On Wed, 2008-07-23 at 17:09 +0200, François Perrad wrote:
> > >From a couple comments you make later, it sounds like you're aiming to
> > be perfectly API compatible with the original library implementations
> > for Lua and PHP, so that moving to Parrot is a "drop-in" replacement as
> > far as the user's source code is concerned; am I correct in this
> > assumption?
> >   
> Yes, fully compatible. For me, a Lua-like or PHP-like is just a toy.

Gotcha.  Makes sense -- making the implementation switch as smooth and
easy as possible will greatly assist bringing them over to the light
side.

> > I'm not sure what you mean by "only for bootstrap" here.  Do you mean
> > because of potential performance problems implementing heavy math code
> > in PIR as opposed to C?
> >   
> Currently, the whole parrot/perl6 project is in bootstrap stage, ie. 
> Perl6 is not available.
> So, the choice is :
>  - waiting for Perl6 or other magic tools
>  - writing PIR today, and doing the job

Ah, I think I understand you now.

> > Why do you silently ignore extra arguments?  Is that part of the
> > standard Lua design?
> >   
> It's the standard Lua behavior.
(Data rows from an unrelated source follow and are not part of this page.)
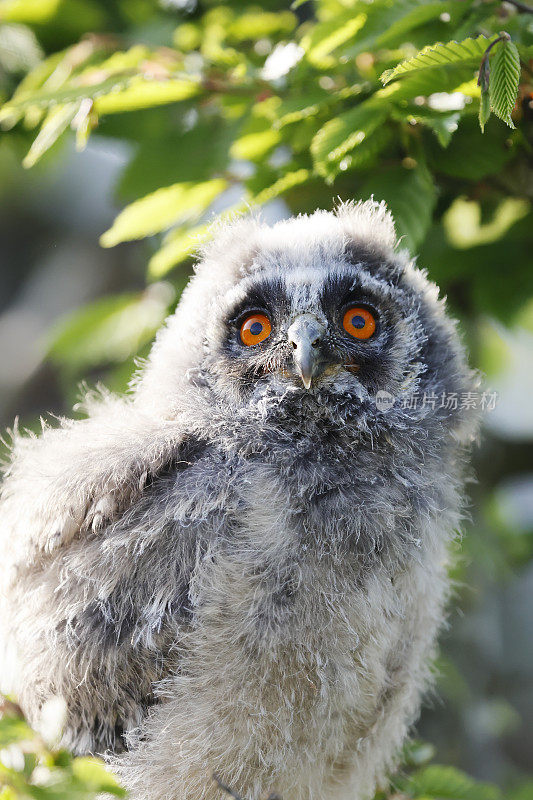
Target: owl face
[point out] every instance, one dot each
(347, 326)
(317, 313)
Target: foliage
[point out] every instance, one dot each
(223, 106)
(31, 767)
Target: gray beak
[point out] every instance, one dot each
(305, 335)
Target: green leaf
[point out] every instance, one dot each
(284, 184)
(179, 245)
(470, 155)
(504, 80)
(110, 330)
(143, 93)
(255, 145)
(255, 25)
(179, 203)
(410, 195)
(344, 133)
(95, 777)
(13, 729)
(57, 121)
(469, 51)
(325, 37)
(442, 123)
(37, 11)
(178, 156)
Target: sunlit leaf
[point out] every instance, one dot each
(57, 121)
(284, 184)
(157, 211)
(143, 93)
(95, 776)
(257, 24)
(469, 51)
(345, 133)
(325, 37)
(472, 155)
(178, 246)
(255, 145)
(410, 195)
(112, 329)
(504, 80)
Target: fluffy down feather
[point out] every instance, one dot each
(225, 573)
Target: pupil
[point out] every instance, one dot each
(358, 321)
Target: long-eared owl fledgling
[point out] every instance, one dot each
(240, 569)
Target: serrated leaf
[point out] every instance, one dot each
(345, 133)
(469, 51)
(179, 203)
(504, 80)
(410, 195)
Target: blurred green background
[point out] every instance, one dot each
(138, 122)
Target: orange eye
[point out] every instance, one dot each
(359, 323)
(255, 329)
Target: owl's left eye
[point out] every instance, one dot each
(255, 329)
(359, 322)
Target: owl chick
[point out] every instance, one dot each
(240, 569)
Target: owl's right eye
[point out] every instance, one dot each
(255, 329)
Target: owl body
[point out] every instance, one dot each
(231, 573)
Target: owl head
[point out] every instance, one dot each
(317, 309)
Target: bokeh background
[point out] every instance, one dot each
(72, 310)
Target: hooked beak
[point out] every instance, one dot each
(305, 335)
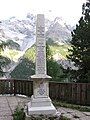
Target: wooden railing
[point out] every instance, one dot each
(78, 93)
(11, 86)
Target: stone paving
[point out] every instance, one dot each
(9, 103)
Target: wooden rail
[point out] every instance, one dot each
(78, 93)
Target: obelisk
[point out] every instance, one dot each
(40, 102)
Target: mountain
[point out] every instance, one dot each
(23, 31)
(59, 31)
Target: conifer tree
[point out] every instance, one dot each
(80, 52)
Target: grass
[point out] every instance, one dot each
(72, 106)
(62, 50)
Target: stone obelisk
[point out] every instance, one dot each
(40, 102)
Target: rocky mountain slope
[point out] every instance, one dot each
(22, 31)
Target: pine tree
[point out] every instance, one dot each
(80, 52)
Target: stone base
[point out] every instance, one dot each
(41, 106)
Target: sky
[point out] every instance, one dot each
(69, 10)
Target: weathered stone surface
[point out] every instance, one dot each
(87, 113)
(67, 115)
(40, 102)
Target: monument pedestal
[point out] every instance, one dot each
(40, 102)
(41, 106)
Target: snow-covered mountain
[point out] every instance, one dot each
(22, 31)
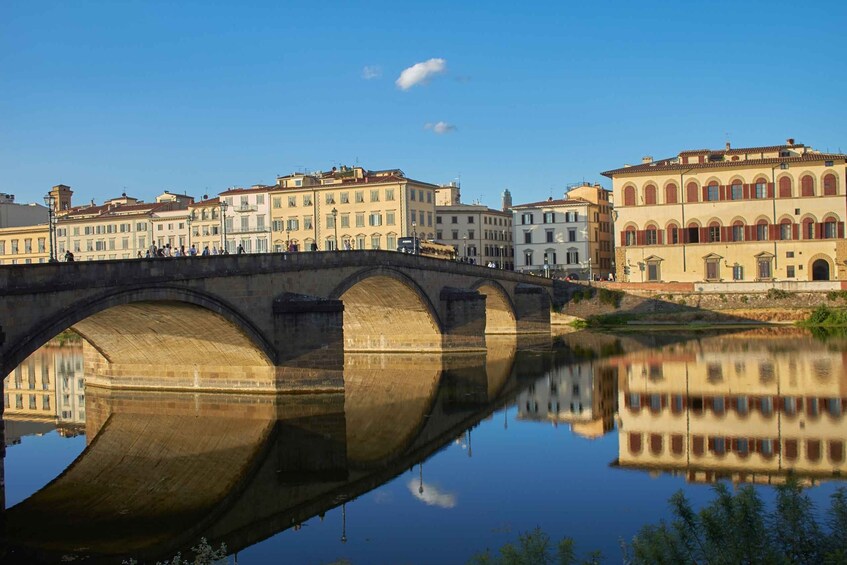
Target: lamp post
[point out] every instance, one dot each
(50, 201)
(224, 206)
(414, 237)
(335, 225)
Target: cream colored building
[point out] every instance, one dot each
(350, 208)
(479, 233)
(206, 225)
(746, 407)
(745, 214)
(568, 236)
(247, 219)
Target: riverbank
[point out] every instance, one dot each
(606, 307)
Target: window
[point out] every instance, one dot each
(762, 231)
(651, 236)
(807, 186)
(653, 271)
(713, 192)
(629, 196)
(830, 229)
(737, 191)
(714, 233)
(785, 230)
(764, 267)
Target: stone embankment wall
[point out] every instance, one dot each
(684, 305)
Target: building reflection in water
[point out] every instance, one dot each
(163, 469)
(750, 408)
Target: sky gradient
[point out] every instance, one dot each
(197, 97)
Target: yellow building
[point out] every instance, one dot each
(350, 208)
(737, 406)
(24, 245)
(747, 214)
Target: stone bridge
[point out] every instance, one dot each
(163, 469)
(285, 319)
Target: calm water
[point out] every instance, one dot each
(422, 459)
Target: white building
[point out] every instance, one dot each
(569, 236)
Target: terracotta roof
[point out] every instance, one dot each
(669, 165)
(742, 150)
(560, 202)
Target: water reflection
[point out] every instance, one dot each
(160, 470)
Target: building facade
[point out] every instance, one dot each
(350, 208)
(570, 236)
(747, 214)
(480, 234)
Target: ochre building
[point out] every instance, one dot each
(749, 214)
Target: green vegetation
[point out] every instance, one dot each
(611, 297)
(824, 315)
(733, 528)
(834, 295)
(778, 293)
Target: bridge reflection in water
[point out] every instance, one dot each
(163, 469)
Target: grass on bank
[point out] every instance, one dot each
(732, 528)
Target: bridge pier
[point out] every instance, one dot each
(309, 339)
(532, 309)
(463, 316)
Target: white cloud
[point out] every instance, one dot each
(371, 72)
(431, 495)
(420, 73)
(440, 127)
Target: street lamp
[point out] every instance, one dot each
(224, 206)
(50, 201)
(335, 225)
(414, 237)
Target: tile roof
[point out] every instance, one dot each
(672, 164)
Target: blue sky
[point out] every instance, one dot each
(199, 96)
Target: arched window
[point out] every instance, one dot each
(671, 194)
(714, 232)
(691, 192)
(830, 185)
(738, 231)
(785, 187)
(649, 194)
(629, 196)
(762, 230)
(736, 191)
(808, 228)
(651, 235)
(785, 228)
(807, 186)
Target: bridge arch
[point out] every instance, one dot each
(156, 325)
(386, 310)
(500, 311)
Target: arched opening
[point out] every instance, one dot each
(499, 313)
(386, 311)
(820, 270)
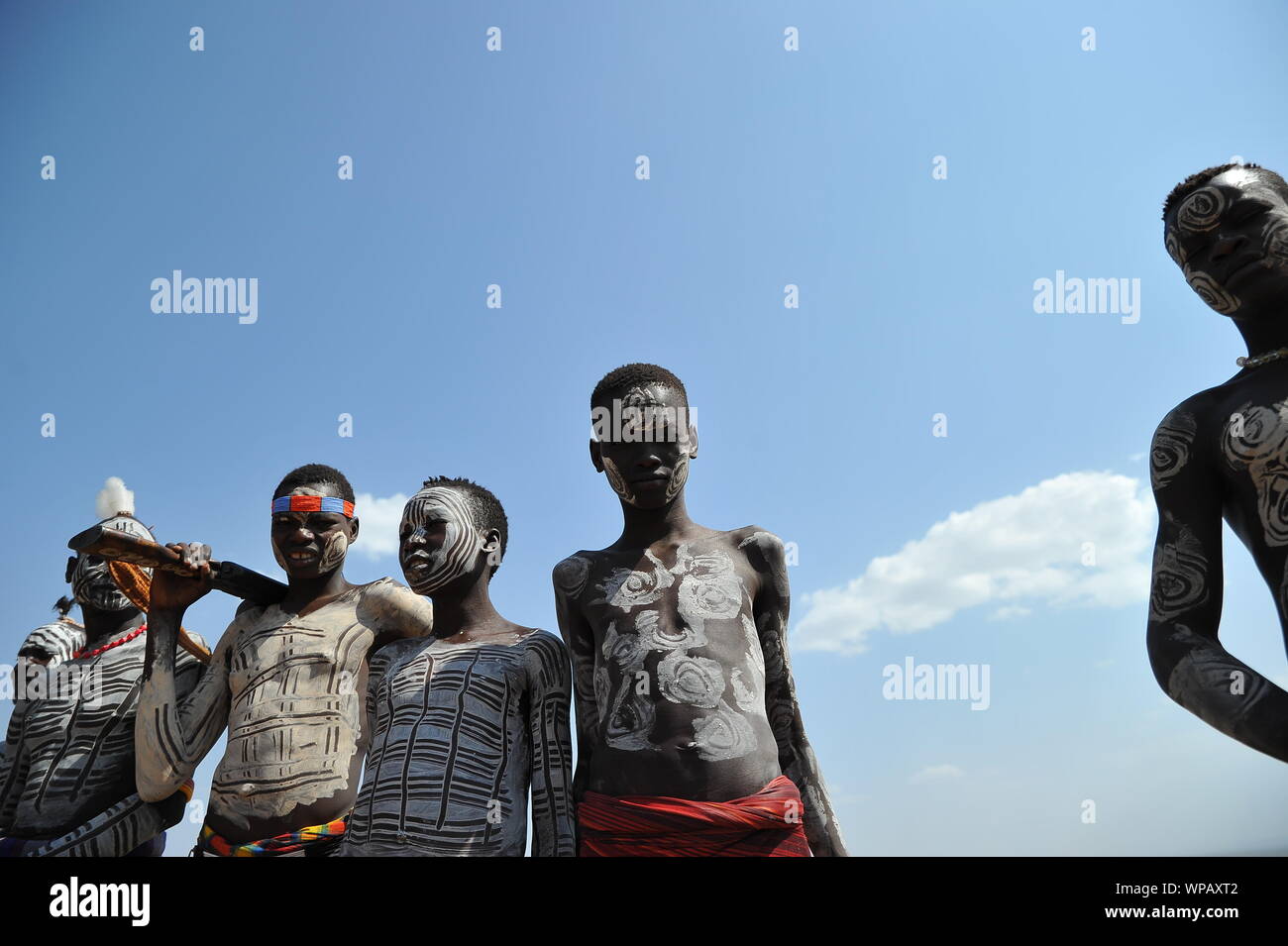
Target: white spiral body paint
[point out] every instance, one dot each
(428, 571)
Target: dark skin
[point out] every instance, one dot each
(662, 756)
(103, 627)
(1218, 456)
(463, 607)
(300, 541)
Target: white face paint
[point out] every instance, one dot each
(647, 417)
(91, 581)
(1236, 202)
(334, 542)
(433, 510)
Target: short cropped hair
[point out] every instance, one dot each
(487, 510)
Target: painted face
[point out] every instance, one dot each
(310, 543)
(1231, 239)
(438, 541)
(91, 583)
(645, 450)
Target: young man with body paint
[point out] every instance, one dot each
(67, 765)
(286, 681)
(690, 738)
(1224, 454)
(468, 719)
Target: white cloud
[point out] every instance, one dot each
(378, 517)
(1010, 611)
(935, 774)
(1029, 547)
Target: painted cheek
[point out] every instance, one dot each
(617, 481)
(334, 551)
(679, 476)
(1274, 241)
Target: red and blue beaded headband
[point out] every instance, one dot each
(313, 503)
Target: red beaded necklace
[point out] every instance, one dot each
(117, 643)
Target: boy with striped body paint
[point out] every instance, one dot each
(67, 764)
(471, 721)
(286, 681)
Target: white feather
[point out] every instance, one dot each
(114, 497)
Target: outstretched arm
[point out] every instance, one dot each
(795, 756)
(1189, 662)
(172, 732)
(554, 824)
(570, 579)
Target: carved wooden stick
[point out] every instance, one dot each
(226, 576)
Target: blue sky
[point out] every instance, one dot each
(768, 167)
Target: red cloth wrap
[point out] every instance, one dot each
(768, 824)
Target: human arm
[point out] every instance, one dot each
(172, 732)
(570, 578)
(554, 822)
(14, 766)
(120, 829)
(1188, 659)
(795, 756)
(394, 611)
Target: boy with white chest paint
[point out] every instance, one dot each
(469, 721)
(286, 681)
(690, 738)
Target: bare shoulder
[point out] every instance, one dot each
(764, 550)
(572, 575)
(397, 652)
(1186, 435)
(390, 606)
(184, 656)
(545, 658)
(1197, 412)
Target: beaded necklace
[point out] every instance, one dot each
(117, 643)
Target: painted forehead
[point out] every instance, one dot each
(1201, 210)
(316, 489)
(649, 394)
(438, 502)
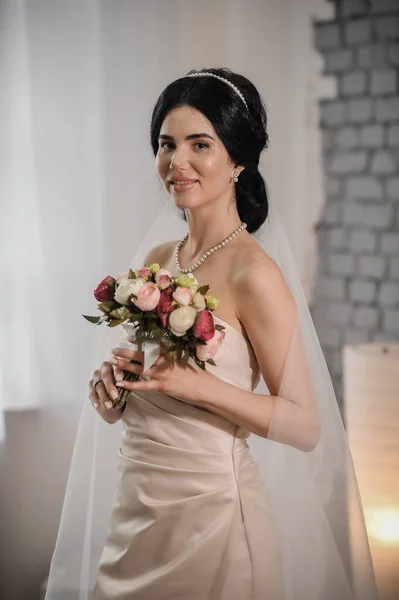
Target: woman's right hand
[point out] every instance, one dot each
(105, 391)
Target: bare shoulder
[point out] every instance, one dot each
(252, 262)
(259, 282)
(161, 254)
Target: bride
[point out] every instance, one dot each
(224, 493)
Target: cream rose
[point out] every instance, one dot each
(181, 319)
(183, 296)
(148, 297)
(127, 288)
(199, 301)
(163, 278)
(208, 350)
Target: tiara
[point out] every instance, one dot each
(206, 74)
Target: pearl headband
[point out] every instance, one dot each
(206, 74)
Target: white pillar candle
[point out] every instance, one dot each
(371, 413)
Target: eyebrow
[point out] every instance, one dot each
(192, 136)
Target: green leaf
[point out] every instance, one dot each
(108, 306)
(115, 322)
(92, 319)
(203, 289)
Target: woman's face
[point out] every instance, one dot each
(191, 161)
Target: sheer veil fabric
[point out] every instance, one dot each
(325, 554)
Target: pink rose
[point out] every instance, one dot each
(103, 291)
(165, 307)
(183, 296)
(204, 327)
(148, 297)
(144, 273)
(163, 278)
(208, 350)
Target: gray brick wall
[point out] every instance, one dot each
(357, 288)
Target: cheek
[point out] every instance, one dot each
(214, 168)
(160, 164)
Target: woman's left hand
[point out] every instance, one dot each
(171, 378)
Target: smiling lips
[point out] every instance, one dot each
(181, 185)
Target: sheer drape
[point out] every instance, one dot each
(51, 195)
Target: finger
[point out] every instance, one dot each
(107, 376)
(118, 373)
(103, 396)
(151, 384)
(93, 396)
(124, 365)
(128, 354)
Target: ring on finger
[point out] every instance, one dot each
(96, 381)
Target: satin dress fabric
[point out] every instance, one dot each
(192, 519)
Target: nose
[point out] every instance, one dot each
(179, 159)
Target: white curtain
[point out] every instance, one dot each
(79, 79)
(52, 201)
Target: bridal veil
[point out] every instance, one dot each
(313, 488)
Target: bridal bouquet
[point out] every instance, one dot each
(174, 312)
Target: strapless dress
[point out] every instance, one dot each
(192, 518)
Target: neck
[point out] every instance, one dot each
(207, 227)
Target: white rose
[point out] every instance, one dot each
(181, 319)
(199, 301)
(195, 282)
(127, 288)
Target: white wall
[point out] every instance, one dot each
(144, 45)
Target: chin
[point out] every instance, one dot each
(185, 202)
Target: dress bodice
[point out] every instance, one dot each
(235, 360)
(147, 411)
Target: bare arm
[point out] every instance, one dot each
(268, 313)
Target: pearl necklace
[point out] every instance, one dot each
(207, 253)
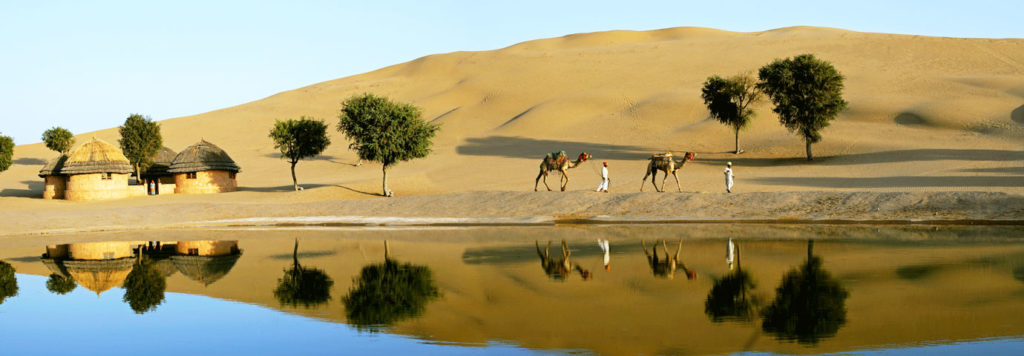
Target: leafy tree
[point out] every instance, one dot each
(144, 286)
(729, 100)
(807, 93)
(6, 152)
(303, 285)
(58, 139)
(809, 304)
(384, 131)
(299, 139)
(388, 293)
(140, 140)
(8, 283)
(60, 284)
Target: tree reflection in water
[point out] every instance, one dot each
(144, 285)
(60, 284)
(388, 293)
(809, 304)
(303, 285)
(729, 298)
(8, 284)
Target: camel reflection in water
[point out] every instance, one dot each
(561, 268)
(666, 267)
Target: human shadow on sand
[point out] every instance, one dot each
(878, 158)
(893, 182)
(522, 147)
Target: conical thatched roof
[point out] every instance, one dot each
(96, 157)
(203, 157)
(99, 275)
(161, 163)
(53, 167)
(205, 269)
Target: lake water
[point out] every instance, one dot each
(791, 288)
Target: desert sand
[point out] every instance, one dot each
(934, 130)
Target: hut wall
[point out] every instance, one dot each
(93, 187)
(55, 186)
(100, 251)
(207, 248)
(205, 182)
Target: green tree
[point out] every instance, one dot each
(8, 283)
(58, 139)
(140, 140)
(729, 100)
(6, 152)
(303, 285)
(144, 286)
(299, 139)
(389, 292)
(807, 93)
(809, 304)
(384, 131)
(60, 284)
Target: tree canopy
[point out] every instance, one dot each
(729, 100)
(384, 131)
(299, 139)
(6, 151)
(140, 140)
(807, 93)
(8, 282)
(303, 285)
(59, 284)
(58, 139)
(144, 286)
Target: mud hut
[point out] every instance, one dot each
(204, 168)
(206, 261)
(96, 171)
(157, 173)
(55, 181)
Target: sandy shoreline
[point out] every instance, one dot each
(513, 208)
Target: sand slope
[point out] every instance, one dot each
(926, 114)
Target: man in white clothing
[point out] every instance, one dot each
(728, 177)
(604, 179)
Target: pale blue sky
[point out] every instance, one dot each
(86, 65)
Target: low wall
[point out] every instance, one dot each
(205, 182)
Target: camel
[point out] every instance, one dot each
(558, 162)
(665, 163)
(559, 269)
(667, 267)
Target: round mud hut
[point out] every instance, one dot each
(96, 171)
(158, 173)
(206, 261)
(204, 168)
(55, 181)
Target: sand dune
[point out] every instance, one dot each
(926, 114)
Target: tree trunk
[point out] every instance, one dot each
(809, 156)
(295, 182)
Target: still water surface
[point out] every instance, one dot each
(666, 290)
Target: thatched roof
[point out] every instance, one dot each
(96, 157)
(205, 269)
(53, 167)
(203, 157)
(161, 163)
(99, 275)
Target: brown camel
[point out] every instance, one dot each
(667, 267)
(558, 162)
(665, 163)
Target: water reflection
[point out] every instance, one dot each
(388, 293)
(8, 284)
(666, 267)
(307, 286)
(809, 304)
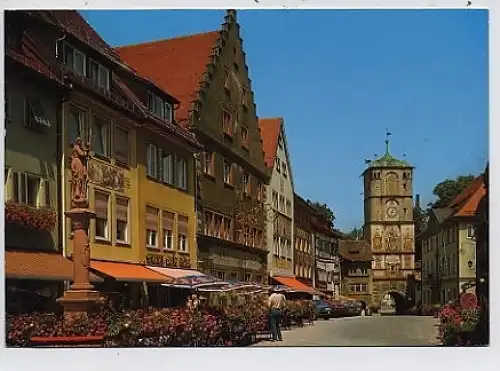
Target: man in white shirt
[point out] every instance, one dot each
(276, 304)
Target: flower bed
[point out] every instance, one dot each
(30, 217)
(179, 327)
(457, 326)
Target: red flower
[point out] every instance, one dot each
(30, 217)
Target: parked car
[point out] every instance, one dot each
(323, 309)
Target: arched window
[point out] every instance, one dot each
(391, 181)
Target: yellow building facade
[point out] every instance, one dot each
(125, 191)
(166, 205)
(113, 180)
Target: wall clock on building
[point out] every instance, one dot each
(391, 209)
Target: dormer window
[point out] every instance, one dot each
(79, 63)
(75, 59)
(159, 107)
(98, 74)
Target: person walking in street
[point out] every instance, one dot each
(276, 303)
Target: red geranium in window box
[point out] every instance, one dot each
(30, 217)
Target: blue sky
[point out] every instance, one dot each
(341, 77)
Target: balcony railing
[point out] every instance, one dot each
(104, 93)
(36, 66)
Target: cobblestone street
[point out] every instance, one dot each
(363, 331)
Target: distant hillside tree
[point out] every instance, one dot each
(449, 189)
(324, 210)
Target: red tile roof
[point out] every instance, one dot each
(72, 21)
(176, 65)
(270, 129)
(466, 203)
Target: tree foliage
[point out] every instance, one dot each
(324, 210)
(447, 190)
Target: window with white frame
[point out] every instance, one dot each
(228, 170)
(246, 183)
(168, 230)
(152, 227)
(76, 120)
(99, 133)
(159, 107)
(30, 189)
(122, 213)
(282, 204)
(98, 74)
(276, 245)
(121, 144)
(166, 167)
(151, 160)
(275, 200)
(183, 232)
(181, 173)
(471, 231)
(34, 115)
(75, 59)
(101, 208)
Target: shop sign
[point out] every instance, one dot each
(231, 261)
(165, 261)
(106, 176)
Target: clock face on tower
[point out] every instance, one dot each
(391, 209)
(391, 212)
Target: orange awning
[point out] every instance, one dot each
(37, 265)
(127, 272)
(294, 284)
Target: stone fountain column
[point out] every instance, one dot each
(82, 297)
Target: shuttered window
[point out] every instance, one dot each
(151, 226)
(122, 233)
(101, 205)
(168, 229)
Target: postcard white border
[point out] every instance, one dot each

So, it's a requirement.

Got it.  And this is true even for C-implemented libraries?  Lua's NCI
automatically does extra argument stripping?

> > Why were they written in C instead of PHP in the existing PHP
> > implementation?  Is there any reason we wouldn't be providing a nice
> > service to the PHP community by doing the rewrite, totally aside from
> > our needs for the Parrot project?
> >   
> I think they use C for performance reason.

Do you think they would be fast enough if written in PIR?  Or is Pipp so
much faster than the original PHP implementation, that a rewrite in pure
PHP now makes sense?

> >> Finally, improvement in runtime/parrot/library/OpenGL.pir :
> >> at this time, just split the function '_export_all_functions' into 
> >> '_export_GL_functions' & '_export_GLUT_functions'.
> >
> > Should be easy.  However, the OpenGL header parser will try to detect
> > and wrap any GL-related API it can find.  So we can do this two ways:
> >
> >    1. Have a single function that takes one or more API names
> >       (GL, GLU, GLE, AGL, GLX ...) and exports them.  This gets
> >       closer to acting like I believe the Namespace API intended.
> >
> >    2. Have an export function per API, as you suggested; we'll need
> >       on the order of a dozen of these to handle the GL APIs seen on
> >       each of our platforms.  It's a fair amount of copied boilerplate,
> >       but may be mildly more efficient at run time (though I certainly
> >       hope that symbol export isn't a bottleneck for anyone ...).
> >
> > In either case, we need to decide what happens when the user tries to
> > export an API that hasn't been wrapped.  I'm thinking exception ....

Would any other Parrot Porters like to weigh in on this?